The review will last three years, from 2020 to 2023
The Ministry of Labour and Immigration in Alberta has launched an OHS Code review to improve the health and safety of workers in the province.
Over the next three years, it will be reviewing the Occupational Health and Safety Code to improve OHS but also to hopefully streamline requirements and reduce administrative burden.
Alberta’s OHS Code has not been extensively updated since 2009. The OHS Act requires that the government publish a plan to review the OHS code every three years.
“The OHS Code has not been extensively updated since 2009 and changes are long overdue. Health and safety rules need to keep pace with changes to workplaces, standards, best practices and technological advances,” Said Jason Copping, Minister of Labour and Immigration.
“They also need to be streamlined and simplified.

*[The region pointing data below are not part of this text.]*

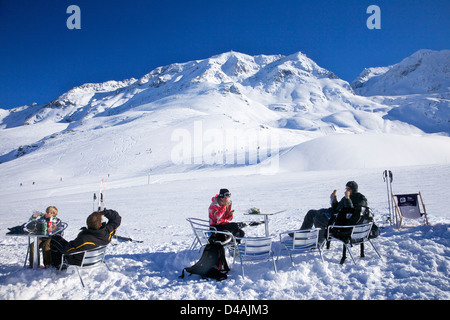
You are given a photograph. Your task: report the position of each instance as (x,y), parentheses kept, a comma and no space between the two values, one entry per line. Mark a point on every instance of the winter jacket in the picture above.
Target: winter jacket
(356,200)
(218,214)
(89,239)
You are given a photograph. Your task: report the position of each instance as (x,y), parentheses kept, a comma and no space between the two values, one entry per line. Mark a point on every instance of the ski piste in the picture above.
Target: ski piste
(388,177)
(101,202)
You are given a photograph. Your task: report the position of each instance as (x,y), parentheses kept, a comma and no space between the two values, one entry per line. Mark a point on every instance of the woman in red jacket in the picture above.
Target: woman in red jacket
(220,214)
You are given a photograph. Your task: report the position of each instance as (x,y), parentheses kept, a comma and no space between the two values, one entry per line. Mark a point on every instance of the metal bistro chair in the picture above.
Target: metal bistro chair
(358,234)
(302,241)
(91,258)
(255,248)
(60,230)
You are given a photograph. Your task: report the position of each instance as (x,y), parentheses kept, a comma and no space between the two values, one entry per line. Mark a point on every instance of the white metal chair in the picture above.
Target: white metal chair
(91,259)
(255,248)
(357,234)
(408,206)
(202,232)
(301,241)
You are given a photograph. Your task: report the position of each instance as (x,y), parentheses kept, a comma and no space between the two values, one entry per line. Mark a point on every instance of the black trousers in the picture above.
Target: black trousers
(232,227)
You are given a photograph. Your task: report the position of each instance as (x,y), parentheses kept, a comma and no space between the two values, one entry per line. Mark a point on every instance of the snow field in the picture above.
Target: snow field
(414,264)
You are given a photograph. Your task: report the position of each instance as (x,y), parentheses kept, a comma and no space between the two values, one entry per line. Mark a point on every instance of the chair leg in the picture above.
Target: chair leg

Together, a revised OHS Act and updated OHS Code will help workers and job creators achieve better health and safety results.”
The province says that updates may include new best practices to reflect ever-changing workplaces, notably focusing on tech advances.
The review will be conducted in three phases between 2020 and 2023. During each stage, the Ministry will look to Albertans to provide feedback on code updates. In this first phase, Albertans can take a survey to provide feedback.
From 2020 to 2021 (phase 1), the Ministry will be reviewing these parts of the OHS Code:
- Part 4: Chemical hazards, biological hazards and harmful substances
- Part 6: Cranes, hoists and lifting devices
- Part 10: Fire and explosion hazards
- Part 11: First aid
- Part 13: Joint work site health and safety committees
- Part 15: Managing the control of hazardous energy
- Part 16: Noise exposure
- Part 17: Overhead power lines
- Part 18: Personal protective equipment (PPE)
- Part 20: Radiation exposure
- Part 33: Explosives
- Part 36: Mining safety
- Part 37: Oil and gas
“Workplace health and safety is everyone’s responsibility. The human and financial cost of workplace injuries and illnesses is too high. By updating OHS Code rules and making them easier to understand and follow, we can reduce those costs and ensure that every Albertan makes it home safely from work each day,” said Copping.